As with most alternative energy proposals, its advantages and disadvantages are frequently debated. Widespread use of biofuels can potentially raise gas and food prices. Advocates for the use of plant-derived fuels, however, maintain that biofuels provide better fuel efficiency and drastically reduced emissions.
Let’s discover some details about how biofuel is made and what its current uses are today.
Types Of Biofuels And Efficiency
The patent for the first internal combustion engine in 1826 outlined the fuel type as a blend of natural ethanol and turpentine, a substance that can be extracted from pine trees. In the 1920s GM used ethanol, which acted as an anti-knock agent, to power their vehicles. Throughout history, major events have impacted the price and availability of oil, sparking concern, and the continued search for alternative fuel sources.
Various types of biofuels exist including ethanol, renewable hydrocarbon fuel, and biodiesel. According to the Department of Energy, over 98% of gas in the U.S. has a certain degree of ethanol content. FlexFuel vehicles have the ability to run on either gas or ethanol. The common E85 ethanol is a blend of 51-83% ethanol and gasoline. Most ethanol is created as a product of plant materials and biomass (organic materials).
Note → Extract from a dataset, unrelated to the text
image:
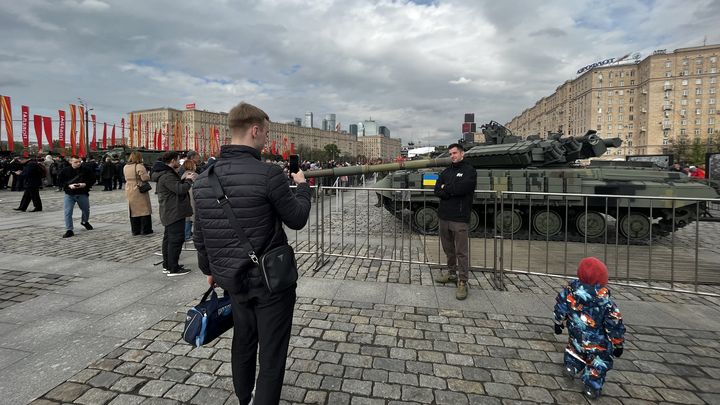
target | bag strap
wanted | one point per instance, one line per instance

Biodiesel is created from substances such as animal fat or cooking grease through chemical processing that involves alcohol. It has the advantages of decreased emissions along with a cleaner burn and biodegradable properties. Hydrocarbon-based fuels can also be produced from biomass.
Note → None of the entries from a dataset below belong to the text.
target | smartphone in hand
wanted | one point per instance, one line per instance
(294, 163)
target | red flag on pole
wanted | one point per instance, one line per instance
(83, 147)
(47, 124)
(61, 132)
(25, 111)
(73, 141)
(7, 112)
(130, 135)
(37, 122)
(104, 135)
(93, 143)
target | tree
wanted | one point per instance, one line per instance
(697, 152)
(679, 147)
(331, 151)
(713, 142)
In addition to the lower emissions that these fuel types provide, they reduce the release of toxic chemicals such as benzene. Engines can also run cooler with these fuels, another reason why ethanol is frequently used for racing applications. The oxygen content of ethanol promotes thorough fuel oxidation and limits the emission of toxic hydrocarbons and carbon monoxide.
Converting Biomass Into Ethanol
Through the metabolic process of fermentation, plant sugars can be converted into ethanol. Creating pure, useable biofuel is the result of a multi-step process in which feedstock is converted to intermediates and the ultimate product. Feedstock includes core materials such as organic waste, agricultural byproducts, crops, plant matter (including algae). Through thermochemical and biochemical processes (usually deconstruction) this creates intermediates.
For each different type of starting product, there is a different intermediate. These can include sugars, gas mixtures, and chemicals. Through final processing, these crude intermediates are converted into pure fuels and energy.
The fuel can provide a significant performance boost. Ethanol has a higher heat of vaporization, leading to higher charge density and volumetric efficiency. The results can include substantial increases in torque and horsepower.
Formula 1 announced an initiative to “lead the charge to use biofuels” as a result of increased efficiency and reduced emissions. NASCAR incorporates the use of ethanol as well, having used E15 since 2011. Ethanol content can vary greatly even within a certain rating. Holley offers a test vial that can determine the ethanol content of your fuel by mixing it with water.
Deconstruction Yields Renewable Energy
There are three main methods of "deconstruction", which is the process used to convert the raw materials into crude oil. These are pyrolysis, hydrothermal liquefaction, and gasification. Pyrolysis involves heating the biomass in an oxygen free, high temperature environment. Prior to final processing, crude oil is produced from the removal of char, a product of the pyrolysis reaction.
Biomass can also undergo gasification, in which certain amounts of oxygen react with the feedstock at or above 700ºC to produce carbon monoxide and hydrogen. Of all the processes, liquefaction employs the lowest temperatures (200-350°C) and incorporates high pressures. Processes that don’t involve the use of high temperatures employ enzymes or chemical reactants instead.
The 1,600-HP Biofuel Supercar
The sustainability of biofuels and their impact on food cost has been debated. While some suggest that it could cause a huge surge in the cost of commodities such as corn and soybeans, others consider the figures much too dramatic. Biofuels can be produced from a variety of sources including organic waste that would otherwise be discarded.
In terms of accessibility, biofuel has established roots throughout multiple countries. There are approximately 307 biodiesel refueling stations in the U.S., according to the Alternative Fuels Data Center.
In 2007, Koenigsegg released the biofuel-powered CCXR supercar with 1018hp and 1060nm of torque. The car, which was said to reach 100mph in just 2.9 seconds, highlighted the unique abilities of ethanol in high-powered vehicles. The use of ethanol in E85 fuels provides a higher octane rating and enhanced performance. The Koenigsegg Jesko was released in 2019, a powerful supercar with a 5.0L twin turbo V8. Running on traditional gas, the Jesko makes 1280HP; Using E85, the supercar makes 1600HP.